The recyclability of the PES/ZnO (PZ-17) hybrid film photocatalyst for MO degradation was investigated, by adding fresh MO aqueous solution to the new cycle after earlier reaction cessation, without undergoing any physical or chemical pretreatment of the film for every cycle. The amount of MO degraded and degradation percentage results as a function of reaction time for five consecutive cycles are displayed comparatively in Table 4 and Figure 9, respectively. Noticeably, the investigated film exhibited high degradation activity, without any significant loss in its photacatalytic performance even after five consecutive cycles. In comparison with the recyclability and efficiency of the best PES/TiO2 (PT-13) hybrid film photocatalyst previously reported [19], the degradation percentage was achieved at the most of 80% which also displayed a comparable result over five cycles. The different photocatalytic performance displayed by both types of film photocatalysts might be due to the particle size of the nanoparticles. The particle size for ZnO was in the range of 1–100 nm while TiO2 was in the range of 1–150 nm. The smaller particle size of ZnO is more advantageous for the effective dispersion within the polymer matrix, providing a higher surface area and thus maximizing the utilization of photon energy from UV light [44,45]. Therefore, it can be concluded that the results obtained in this study display the stability and credibility of the PES–nanoparticles hybrid film against UV irradiation and are potentially useful for the photocatalytic water remediation process.

3. Experimental

3.1. Materials

Methyl orange (MO), N-methyl-2-pyrrolidone (NMP) and polyethersulfone (Ultrason E6020P with Mw = 75,000 g/mol) were procured from Bendosen Laboratory Chemical (Batu Caves, Malaysia), Merck (Petaling Jaya, Malaysia) and Solvay Specialty Polymers (Brussels, Belgium), respectively. A readily available zinc oxide (particle size: 1–100 nm, purity >99%) was obtained from a commercial brand (Merck). All chemicals and reagents received were analytical grade and no purification step was executed. Distilled water (18.2 MΩ cm resistivity) was utilized for all the experiments.
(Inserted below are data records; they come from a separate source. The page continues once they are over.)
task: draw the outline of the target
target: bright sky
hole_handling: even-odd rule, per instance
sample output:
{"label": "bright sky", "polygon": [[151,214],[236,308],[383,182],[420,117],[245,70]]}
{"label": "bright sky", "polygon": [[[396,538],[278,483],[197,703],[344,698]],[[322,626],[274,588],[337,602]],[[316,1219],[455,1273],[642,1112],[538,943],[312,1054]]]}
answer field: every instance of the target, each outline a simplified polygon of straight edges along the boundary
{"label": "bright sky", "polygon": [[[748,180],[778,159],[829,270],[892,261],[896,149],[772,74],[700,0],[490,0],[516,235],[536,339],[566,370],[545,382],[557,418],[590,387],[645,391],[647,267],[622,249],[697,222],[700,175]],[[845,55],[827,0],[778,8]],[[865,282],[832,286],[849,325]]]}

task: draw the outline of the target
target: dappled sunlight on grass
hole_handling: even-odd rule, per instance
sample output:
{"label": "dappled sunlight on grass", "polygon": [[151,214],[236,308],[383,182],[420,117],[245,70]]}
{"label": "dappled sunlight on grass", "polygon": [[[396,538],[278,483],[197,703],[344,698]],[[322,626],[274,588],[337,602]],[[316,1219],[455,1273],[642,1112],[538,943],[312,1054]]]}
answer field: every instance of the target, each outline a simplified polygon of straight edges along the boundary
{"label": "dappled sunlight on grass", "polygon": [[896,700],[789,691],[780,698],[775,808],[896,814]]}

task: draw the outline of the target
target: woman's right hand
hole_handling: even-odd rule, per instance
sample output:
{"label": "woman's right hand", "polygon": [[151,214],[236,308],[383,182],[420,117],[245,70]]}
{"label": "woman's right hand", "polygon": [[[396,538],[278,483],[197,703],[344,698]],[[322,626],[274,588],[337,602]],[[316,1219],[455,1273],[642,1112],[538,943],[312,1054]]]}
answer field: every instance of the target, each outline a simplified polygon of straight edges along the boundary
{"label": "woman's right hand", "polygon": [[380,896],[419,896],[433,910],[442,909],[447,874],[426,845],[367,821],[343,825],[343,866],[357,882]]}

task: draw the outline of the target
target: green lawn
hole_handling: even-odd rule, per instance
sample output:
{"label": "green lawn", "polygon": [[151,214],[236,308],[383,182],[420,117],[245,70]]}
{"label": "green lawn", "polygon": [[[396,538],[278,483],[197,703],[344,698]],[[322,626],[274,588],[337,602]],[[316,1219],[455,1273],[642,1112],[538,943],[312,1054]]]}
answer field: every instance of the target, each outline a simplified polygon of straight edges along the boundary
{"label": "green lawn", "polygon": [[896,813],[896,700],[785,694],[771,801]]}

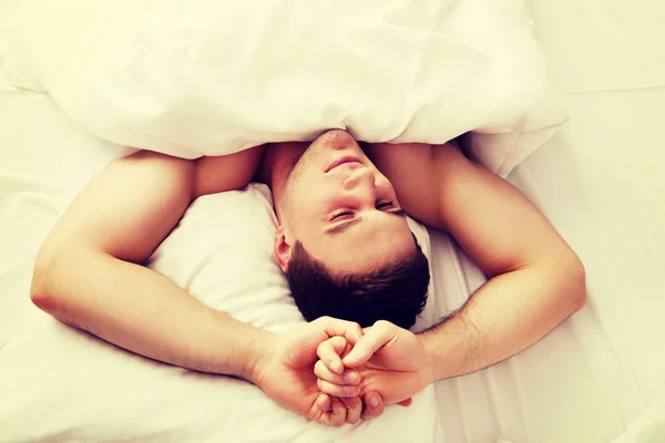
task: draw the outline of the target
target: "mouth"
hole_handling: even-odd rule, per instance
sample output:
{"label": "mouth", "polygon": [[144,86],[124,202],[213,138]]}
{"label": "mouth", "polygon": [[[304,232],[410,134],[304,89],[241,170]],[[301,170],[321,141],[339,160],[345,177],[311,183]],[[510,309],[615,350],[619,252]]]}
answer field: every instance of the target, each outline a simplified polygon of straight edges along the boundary
{"label": "mouth", "polygon": [[328,165],[328,167],[326,168],[325,172],[329,173],[330,171],[335,169],[336,167],[341,166],[341,165],[347,164],[347,163],[360,163],[360,164],[362,164],[362,162],[360,162],[360,158],[358,158],[358,157],[356,157],[354,155],[345,155],[345,156],[341,156],[341,157],[335,159],[335,162],[330,163]]}

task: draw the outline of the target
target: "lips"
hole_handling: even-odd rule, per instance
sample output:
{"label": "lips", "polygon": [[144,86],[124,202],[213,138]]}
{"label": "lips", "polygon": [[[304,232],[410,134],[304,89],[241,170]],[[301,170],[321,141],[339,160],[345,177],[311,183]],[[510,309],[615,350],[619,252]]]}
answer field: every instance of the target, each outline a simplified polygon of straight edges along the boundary
{"label": "lips", "polygon": [[361,162],[360,162],[360,158],[358,158],[354,155],[345,155],[342,157],[335,159],[335,162],[330,163],[328,165],[328,167],[326,168],[326,173],[329,173],[330,171],[335,169],[337,166],[341,166],[346,163],[361,163]]}

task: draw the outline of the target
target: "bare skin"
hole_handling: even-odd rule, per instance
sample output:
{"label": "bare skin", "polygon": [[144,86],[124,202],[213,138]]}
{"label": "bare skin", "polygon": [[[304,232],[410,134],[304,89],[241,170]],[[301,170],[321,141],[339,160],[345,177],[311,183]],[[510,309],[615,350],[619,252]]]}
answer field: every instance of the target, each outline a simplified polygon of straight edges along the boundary
{"label": "bare skin", "polygon": [[508,182],[464,158],[454,144],[374,145],[367,152],[405,209],[449,231],[489,281],[462,309],[418,336],[380,321],[358,342],[332,338],[321,344],[321,391],[344,395],[344,363],[346,373],[361,375],[356,393],[376,390],[386,403],[399,402],[432,382],[520,352],[584,306],[580,259]]}
{"label": "bare skin", "polygon": [[[147,152],[122,158],[91,181],[44,241],[31,298],[57,319],[119,347],[243,378],[284,408],[331,425],[379,415],[382,402],[375,391],[387,403],[408,402],[429,382],[510,357],[583,305],[584,274],[574,253],[524,196],[467,161],[454,145],[377,145],[367,153],[369,157],[347,133],[332,131],[309,148],[301,143],[269,147],[265,159],[265,146],[197,161]],[[327,171],[341,156],[357,161]],[[296,239],[340,272],[366,270],[345,259],[348,254],[338,254],[364,241],[378,247],[362,266],[399,259],[413,248],[399,215],[403,209],[449,230],[491,280],[456,321],[418,336],[418,341],[396,339],[407,344],[390,348],[386,337],[410,332],[382,326],[377,329],[382,334],[375,330],[364,338],[358,324],[323,319],[275,336],[212,310],[140,266],[195,198],[242,189],[257,173],[274,193],[280,222],[275,251],[283,269]],[[342,224],[344,230],[330,234]],[[344,395],[336,391],[338,379],[327,380],[344,370],[341,352],[328,347],[334,337],[357,344],[344,365],[361,377]],[[315,375],[317,348],[329,365],[317,363]],[[398,352],[421,351],[427,370],[392,364]],[[383,364],[380,372],[365,364],[372,354],[379,359],[375,364]],[[405,380],[405,371],[417,374]],[[293,380],[289,390],[285,377]],[[406,381],[408,389],[398,385]]]}

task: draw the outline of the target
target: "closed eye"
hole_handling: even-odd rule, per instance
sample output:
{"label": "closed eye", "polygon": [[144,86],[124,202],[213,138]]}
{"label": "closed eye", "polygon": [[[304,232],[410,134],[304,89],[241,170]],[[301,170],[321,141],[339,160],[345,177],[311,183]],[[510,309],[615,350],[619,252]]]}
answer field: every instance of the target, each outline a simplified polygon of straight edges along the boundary
{"label": "closed eye", "polygon": [[350,210],[339,210],[330,216],[330,222],[334,222],[334,220],[336,220],[340,217],[347,216],[347,215],[354,215],[354,213]]}

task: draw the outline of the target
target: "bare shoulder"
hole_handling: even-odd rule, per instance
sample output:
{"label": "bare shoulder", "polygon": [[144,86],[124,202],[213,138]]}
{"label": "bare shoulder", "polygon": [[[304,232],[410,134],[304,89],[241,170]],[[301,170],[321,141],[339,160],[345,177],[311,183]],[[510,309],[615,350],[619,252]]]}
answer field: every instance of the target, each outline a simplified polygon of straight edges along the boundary
{"label": "bare shoulder", "polygon": [[194,196],[243,189],[258,171],[265,152],[266,146],[259,145],[235,154],[198,158]]}
{"label": "bare shoulder", "polygon": [[427,225],[440,225],[441,186],[454,164],[466,161],[457,144],[367,144],[366,153],[390,181],[407,214]]}

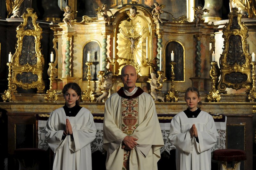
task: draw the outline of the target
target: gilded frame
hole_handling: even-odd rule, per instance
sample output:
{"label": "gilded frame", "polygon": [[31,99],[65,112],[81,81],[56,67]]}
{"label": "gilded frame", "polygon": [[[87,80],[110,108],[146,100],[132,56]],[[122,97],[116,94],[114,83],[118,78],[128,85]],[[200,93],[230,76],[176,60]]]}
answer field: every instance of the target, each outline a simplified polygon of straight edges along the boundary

3.2. Preparation of the PES/ZnO Hybrid Film Photocatalysts

Polyethersulfone-ZnO film photocatalysts were prepared in accordance with our previously reported methodology [19]. Briefly, the PES casting solution was prepared by dissolving a fixed amount of polymer resin in the organic solvent (NMP) followed by mixing certain amounts of ZnO nanoparticles into the crystal clear polymeric solution. The compositions of the prepared films are tabulated in Table 5. A uniform dispersion of ZnO in the PES solutions was attained after continuously stirring for 24 h at ambient temperature. The final mixture was cast on a flat glass (10 cm × 8 cm) using a casting knife with 100 μm gap setting at an appropriate casting shear. The glass plate with a film on top of it was then immersed in a non-solvent media (distilled water) and the prepared film was stored for 1 day to achieve a thorough phase separation with the removal of the remaining solvents. Lastly, the resultant films were air-dried at ambient temperature for 24 h prior to the initiation of photocatalytic degradation activity studies.
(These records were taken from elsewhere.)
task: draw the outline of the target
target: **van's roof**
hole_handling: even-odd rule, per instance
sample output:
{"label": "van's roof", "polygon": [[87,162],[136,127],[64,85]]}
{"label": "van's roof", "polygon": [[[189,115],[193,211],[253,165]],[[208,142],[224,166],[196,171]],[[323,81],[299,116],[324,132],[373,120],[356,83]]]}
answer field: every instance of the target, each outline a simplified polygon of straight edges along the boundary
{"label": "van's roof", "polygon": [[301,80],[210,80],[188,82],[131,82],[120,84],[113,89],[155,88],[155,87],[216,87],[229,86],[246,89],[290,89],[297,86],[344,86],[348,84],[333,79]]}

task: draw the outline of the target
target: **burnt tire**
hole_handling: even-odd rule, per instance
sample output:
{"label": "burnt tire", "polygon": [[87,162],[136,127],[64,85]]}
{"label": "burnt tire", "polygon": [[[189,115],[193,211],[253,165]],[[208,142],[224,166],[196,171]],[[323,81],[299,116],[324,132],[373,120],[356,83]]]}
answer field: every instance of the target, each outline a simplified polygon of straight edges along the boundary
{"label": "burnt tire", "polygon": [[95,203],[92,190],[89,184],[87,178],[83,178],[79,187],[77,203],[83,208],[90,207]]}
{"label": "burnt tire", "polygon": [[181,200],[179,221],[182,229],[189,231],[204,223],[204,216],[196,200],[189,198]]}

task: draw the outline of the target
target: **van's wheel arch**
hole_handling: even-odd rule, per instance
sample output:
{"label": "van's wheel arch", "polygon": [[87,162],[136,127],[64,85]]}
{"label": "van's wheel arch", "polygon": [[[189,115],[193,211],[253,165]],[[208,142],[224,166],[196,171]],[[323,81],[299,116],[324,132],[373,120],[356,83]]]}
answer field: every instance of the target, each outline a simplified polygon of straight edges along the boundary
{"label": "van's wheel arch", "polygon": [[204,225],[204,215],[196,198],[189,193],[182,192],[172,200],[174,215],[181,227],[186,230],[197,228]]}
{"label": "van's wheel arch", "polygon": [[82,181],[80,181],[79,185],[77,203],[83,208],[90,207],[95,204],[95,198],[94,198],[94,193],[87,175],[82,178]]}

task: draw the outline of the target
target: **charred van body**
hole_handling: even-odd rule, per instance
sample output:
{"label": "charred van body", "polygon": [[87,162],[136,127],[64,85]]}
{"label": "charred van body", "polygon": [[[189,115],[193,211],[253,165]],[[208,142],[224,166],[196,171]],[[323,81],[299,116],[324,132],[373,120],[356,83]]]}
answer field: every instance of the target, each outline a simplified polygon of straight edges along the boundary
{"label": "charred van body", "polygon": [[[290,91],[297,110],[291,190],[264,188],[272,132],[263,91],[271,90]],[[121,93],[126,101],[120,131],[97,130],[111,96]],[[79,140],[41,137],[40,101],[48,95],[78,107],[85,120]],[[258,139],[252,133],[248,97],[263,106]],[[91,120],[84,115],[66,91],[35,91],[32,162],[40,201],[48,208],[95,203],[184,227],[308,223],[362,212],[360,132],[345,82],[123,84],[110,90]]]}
3.3. Characterization of the PES/ZnO Hybrid Film Photocatalysts

The crystallinity of prepared PES/ZnO film photocatalysts was determined using an X-ray diffraction (PHILIPS PW 3040/60) analysis (Philips, Petaling Jaya, Malaysia) with a CuKα radiation of wavelength 0.15406 nm and beam intensity of 30 mA and 30 kV. The diffracted intensity was scanned in a range of 2θ = 20–80° with 2°/min of scanning speed. Surface morphological and cross-section comparison of the prepared films were analyzed by a scanning electron microscopy fitted with an energy dispersive X-ray analyzer (HITACHI TM3000) (Hitachi, Kuala Lumpur, Malaysia) and atomic force microscopy (Seiko Instruments SPI 3800N, Contact mode). The band gap energy of the prepared films was determined using a UV–Vis Diffuse Reflectance Spectrometer (UV-3101PC Shimadzu, Maximum resolution: 0.1 nm) (Shimadzu, Petaling Jaya, Malaysia). A Kratos Analytical Axis Ultra DLD photoelectron spectrometer with Al Kα radiation monochromatic source was employed to elucidate the X-ray photoelectron spectrums (XPS) (UKM, Bangi, Malaysia) of the prepared film. The pass energy (PE) used for XPS measurement was 160 eV (survey scan) and 20 eV (narrow scan). The porosity (ε) of the prepared films was calculated by employing a gravimetric technique as formulated in Equation (5) below:
ε ( % ) = ( W w W d ) ρ H ( W w W d ) ρ H + W d ρ p
where Wd and Ww are the weight of dry and wet membranes (g), respectively. ρp is the density of polyethersulfone (0.25 g/cm3) and ρH is the density of water (0.998 g/cm3).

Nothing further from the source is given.